Catheter Precision filed an 8-K to attach a legal opinion supporting its Form S-3 prospectus supplement and to announce that its LockeT surgical vessel closing device received regulatory approval in Great Britain. The press release highlights potential benefits of LockeT for patient comfort, faster recovery and increased clinical throughput, but also contains extensive forward-looking cautionary language. The company discloses material weaknesses in internal control, a history of losses, the need to raise additional funds to continue operations, and multiple operational and market risks including competition, reimbursement, supply-chain and regulatory challenges.
Catheter Precision, Inc. implemented a 1-for-19 reverse stock split of its common stock after stockholder authorization, effective at 12:01 a.m. ET on August 15, 2025. The company combined every 19 issued shares into one share and reduced issued and outstanding common shares from approximately 23,327,516 to approximately 1,227,764. The common stock continues to trade under the symbol VTAK on the NYSE American on a split-adjusted basis and received a new CUSIP number.
Authorized capital remains unchanged at 10 million preferred and 60 million common shares.

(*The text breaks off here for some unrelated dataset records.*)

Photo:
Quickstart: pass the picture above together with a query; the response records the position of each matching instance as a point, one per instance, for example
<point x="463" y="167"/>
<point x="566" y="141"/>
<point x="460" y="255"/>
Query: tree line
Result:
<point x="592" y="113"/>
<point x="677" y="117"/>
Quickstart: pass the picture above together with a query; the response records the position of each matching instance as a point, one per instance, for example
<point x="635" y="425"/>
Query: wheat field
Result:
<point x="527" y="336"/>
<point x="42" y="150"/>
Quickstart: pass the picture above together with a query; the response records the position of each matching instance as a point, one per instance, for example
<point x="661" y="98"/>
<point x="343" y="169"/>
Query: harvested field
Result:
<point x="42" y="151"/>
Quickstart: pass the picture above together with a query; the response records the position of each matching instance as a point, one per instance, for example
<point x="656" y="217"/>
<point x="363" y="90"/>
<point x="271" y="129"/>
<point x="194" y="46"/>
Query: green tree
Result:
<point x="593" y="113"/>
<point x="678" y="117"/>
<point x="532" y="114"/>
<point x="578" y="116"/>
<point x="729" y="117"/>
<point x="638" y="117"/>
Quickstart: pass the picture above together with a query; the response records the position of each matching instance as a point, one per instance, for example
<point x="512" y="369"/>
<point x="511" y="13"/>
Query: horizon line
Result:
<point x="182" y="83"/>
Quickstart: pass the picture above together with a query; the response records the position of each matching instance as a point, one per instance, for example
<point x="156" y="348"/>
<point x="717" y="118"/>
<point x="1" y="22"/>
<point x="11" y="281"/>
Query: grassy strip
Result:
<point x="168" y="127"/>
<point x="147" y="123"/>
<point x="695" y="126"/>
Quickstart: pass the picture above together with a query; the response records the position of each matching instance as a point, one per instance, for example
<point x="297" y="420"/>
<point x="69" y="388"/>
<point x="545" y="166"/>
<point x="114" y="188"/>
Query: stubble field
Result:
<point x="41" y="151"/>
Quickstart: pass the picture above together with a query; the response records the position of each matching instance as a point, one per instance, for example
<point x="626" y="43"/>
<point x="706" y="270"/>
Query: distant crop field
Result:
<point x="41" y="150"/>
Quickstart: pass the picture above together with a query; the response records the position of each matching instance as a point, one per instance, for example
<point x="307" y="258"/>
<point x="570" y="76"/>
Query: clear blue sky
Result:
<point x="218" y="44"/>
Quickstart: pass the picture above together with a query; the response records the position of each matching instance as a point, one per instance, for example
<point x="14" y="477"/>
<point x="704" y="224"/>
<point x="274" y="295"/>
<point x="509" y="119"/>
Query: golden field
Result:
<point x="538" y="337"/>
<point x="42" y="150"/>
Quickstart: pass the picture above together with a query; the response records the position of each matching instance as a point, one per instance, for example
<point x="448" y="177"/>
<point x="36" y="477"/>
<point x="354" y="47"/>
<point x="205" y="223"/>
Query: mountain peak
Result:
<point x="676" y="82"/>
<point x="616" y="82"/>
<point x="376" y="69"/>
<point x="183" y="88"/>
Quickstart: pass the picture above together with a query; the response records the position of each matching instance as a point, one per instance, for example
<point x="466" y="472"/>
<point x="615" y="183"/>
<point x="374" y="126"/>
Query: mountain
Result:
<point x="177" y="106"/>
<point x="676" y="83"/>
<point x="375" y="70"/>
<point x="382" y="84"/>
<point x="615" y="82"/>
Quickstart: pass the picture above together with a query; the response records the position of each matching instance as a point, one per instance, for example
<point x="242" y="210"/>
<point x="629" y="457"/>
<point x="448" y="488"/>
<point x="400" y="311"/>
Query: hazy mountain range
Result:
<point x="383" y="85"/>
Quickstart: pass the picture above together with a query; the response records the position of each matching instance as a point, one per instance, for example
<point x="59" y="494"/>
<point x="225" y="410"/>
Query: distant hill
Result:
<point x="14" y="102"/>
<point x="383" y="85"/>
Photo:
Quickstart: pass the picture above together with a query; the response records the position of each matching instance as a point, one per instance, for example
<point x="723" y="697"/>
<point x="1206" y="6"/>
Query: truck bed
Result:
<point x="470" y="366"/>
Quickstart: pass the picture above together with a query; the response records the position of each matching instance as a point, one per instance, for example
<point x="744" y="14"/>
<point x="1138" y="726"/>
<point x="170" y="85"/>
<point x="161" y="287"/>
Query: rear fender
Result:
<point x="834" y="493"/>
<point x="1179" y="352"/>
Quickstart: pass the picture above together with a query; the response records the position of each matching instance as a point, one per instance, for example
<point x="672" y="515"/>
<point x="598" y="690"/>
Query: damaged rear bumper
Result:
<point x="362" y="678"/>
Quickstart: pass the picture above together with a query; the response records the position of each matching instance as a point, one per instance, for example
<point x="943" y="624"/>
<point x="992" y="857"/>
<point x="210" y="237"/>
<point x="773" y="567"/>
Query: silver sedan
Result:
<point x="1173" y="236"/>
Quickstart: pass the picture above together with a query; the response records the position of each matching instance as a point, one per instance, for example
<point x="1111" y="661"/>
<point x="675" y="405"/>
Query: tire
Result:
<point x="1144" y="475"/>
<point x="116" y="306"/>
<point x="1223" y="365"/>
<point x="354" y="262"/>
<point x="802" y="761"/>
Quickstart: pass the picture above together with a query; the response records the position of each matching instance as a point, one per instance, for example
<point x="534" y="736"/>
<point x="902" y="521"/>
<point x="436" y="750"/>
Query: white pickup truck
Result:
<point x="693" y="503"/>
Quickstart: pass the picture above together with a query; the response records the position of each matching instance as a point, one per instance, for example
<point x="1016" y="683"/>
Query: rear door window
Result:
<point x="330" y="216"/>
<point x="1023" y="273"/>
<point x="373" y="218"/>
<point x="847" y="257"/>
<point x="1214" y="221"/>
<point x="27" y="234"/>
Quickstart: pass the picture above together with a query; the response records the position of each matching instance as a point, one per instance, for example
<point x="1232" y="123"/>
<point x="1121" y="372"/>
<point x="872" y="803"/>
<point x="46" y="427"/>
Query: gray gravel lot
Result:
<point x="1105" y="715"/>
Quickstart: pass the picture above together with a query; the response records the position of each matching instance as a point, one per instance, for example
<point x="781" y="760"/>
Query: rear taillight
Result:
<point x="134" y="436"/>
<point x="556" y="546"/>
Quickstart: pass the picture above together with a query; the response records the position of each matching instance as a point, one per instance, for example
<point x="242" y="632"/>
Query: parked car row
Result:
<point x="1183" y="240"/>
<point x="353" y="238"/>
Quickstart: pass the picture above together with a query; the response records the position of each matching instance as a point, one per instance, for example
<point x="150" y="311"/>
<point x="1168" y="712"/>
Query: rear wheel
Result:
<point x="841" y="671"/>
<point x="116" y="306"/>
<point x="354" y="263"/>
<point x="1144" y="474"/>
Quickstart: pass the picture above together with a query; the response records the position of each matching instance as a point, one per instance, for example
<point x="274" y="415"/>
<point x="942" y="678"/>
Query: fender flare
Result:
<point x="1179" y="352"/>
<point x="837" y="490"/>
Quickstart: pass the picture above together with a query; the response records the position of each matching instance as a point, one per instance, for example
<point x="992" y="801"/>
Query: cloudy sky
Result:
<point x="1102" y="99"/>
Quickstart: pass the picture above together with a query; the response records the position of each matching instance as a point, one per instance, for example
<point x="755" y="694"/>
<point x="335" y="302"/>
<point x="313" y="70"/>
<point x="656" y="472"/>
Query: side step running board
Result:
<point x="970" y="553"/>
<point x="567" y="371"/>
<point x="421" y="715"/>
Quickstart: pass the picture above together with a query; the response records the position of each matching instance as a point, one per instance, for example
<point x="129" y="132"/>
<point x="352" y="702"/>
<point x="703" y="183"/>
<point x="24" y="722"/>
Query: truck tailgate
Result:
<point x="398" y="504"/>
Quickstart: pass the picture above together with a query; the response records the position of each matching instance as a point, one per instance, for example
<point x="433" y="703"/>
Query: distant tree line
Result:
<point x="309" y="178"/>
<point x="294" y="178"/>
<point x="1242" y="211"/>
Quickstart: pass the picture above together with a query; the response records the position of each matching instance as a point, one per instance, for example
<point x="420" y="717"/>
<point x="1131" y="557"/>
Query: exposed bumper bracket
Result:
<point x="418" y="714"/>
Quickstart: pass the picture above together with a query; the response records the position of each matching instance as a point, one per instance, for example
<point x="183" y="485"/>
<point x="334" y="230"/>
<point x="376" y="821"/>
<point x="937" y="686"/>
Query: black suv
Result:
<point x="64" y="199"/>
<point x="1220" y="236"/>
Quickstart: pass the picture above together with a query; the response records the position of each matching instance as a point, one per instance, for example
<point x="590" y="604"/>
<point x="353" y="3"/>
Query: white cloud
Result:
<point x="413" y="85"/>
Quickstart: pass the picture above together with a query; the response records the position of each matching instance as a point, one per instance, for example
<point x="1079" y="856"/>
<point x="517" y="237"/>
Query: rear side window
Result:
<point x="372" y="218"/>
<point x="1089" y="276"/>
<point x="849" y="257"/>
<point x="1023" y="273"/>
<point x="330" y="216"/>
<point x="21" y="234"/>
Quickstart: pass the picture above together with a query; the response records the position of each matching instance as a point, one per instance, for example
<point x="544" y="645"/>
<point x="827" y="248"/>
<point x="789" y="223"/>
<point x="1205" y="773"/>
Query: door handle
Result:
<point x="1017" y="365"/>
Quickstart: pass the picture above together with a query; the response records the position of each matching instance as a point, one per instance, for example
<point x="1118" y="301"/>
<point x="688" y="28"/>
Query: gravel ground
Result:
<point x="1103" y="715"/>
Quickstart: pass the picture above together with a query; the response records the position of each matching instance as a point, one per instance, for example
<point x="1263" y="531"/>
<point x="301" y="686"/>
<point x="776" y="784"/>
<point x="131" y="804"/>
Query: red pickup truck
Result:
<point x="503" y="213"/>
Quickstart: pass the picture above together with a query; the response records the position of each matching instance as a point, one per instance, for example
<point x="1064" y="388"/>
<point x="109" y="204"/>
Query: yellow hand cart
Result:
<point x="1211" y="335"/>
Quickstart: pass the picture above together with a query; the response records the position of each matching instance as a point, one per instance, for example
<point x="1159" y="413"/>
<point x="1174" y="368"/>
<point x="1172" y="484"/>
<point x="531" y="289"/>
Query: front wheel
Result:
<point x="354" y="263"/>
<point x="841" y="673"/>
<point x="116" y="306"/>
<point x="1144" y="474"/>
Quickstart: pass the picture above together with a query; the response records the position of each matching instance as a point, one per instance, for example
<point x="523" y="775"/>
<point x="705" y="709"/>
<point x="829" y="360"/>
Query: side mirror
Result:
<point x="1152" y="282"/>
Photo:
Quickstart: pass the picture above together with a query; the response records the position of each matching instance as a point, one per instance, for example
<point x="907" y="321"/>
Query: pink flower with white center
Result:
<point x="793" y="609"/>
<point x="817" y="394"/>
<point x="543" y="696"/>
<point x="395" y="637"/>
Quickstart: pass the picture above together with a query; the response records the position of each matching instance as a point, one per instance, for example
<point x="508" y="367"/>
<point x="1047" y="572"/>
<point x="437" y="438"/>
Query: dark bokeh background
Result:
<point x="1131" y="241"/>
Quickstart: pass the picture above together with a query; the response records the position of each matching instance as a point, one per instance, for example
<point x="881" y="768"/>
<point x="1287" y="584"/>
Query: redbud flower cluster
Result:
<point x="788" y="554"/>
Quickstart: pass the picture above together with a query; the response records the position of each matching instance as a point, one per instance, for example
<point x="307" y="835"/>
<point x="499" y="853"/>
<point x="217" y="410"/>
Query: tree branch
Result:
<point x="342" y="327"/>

Proportionate adjustments were made to outstanding stock options, warrants, conversion prices and shares available under incentive plans. Fractional shares will not be issued; holders entitled to fractions will receive cash pro rata from aggregated fractional-share sales, net of customary fees.
Armistice Capital, LLC and Steven Boyd report collective beneficial ownership of 1,120,635 shares of Catheter Precision, Inc. common stock, representing 4.99% of the class. The filing states the Reporting Persons hold shared voting and dispositive power over these shares and have no sole voting or dispositive power. Armistice is the investment manager of the Master Fund, which directly holds the shares, and the Master Fund disclaims beneficial ownership by virtue of the investment management agreement. The Reporting Persons certify the holdings are in the ordinary course of business and not for the purpose of changing or influencing control.
James Joseph Caruso, a director of Catheter Precision, Inc. (VTAK), reported an option award on 08/12/2025. The filing shows an acquisition of 50,000 stock options with an exercise price of $0.18. The options are exercisable beginning 08/12/2025 and reference an 08/12/2035 date in the derivative table, with the filing stating the options vest one-third per year beginning on the first anniversary of the grant. After this transaction Caruso beneficially owns the 50,000 underlying shares directly. The form is signed 08/14/2025.
Catheter Precision, Inc. (VTAK) reported an insider transaction in which a company director was granted 50,000 stock options with an exercise price of $0.18. The options were granted on the reported transaction date and vest one-third each year beginning on the first anniversary of the grant. The options are exercisable through the expiration date in 2035, and the reporting person holds 50,000 underlying shares post-transaction.
This disclosure is a routine director equity award that creates long-term option-based compensation and the right to acquire 50,000 shares at the stated strike price subject to the vesting schedule.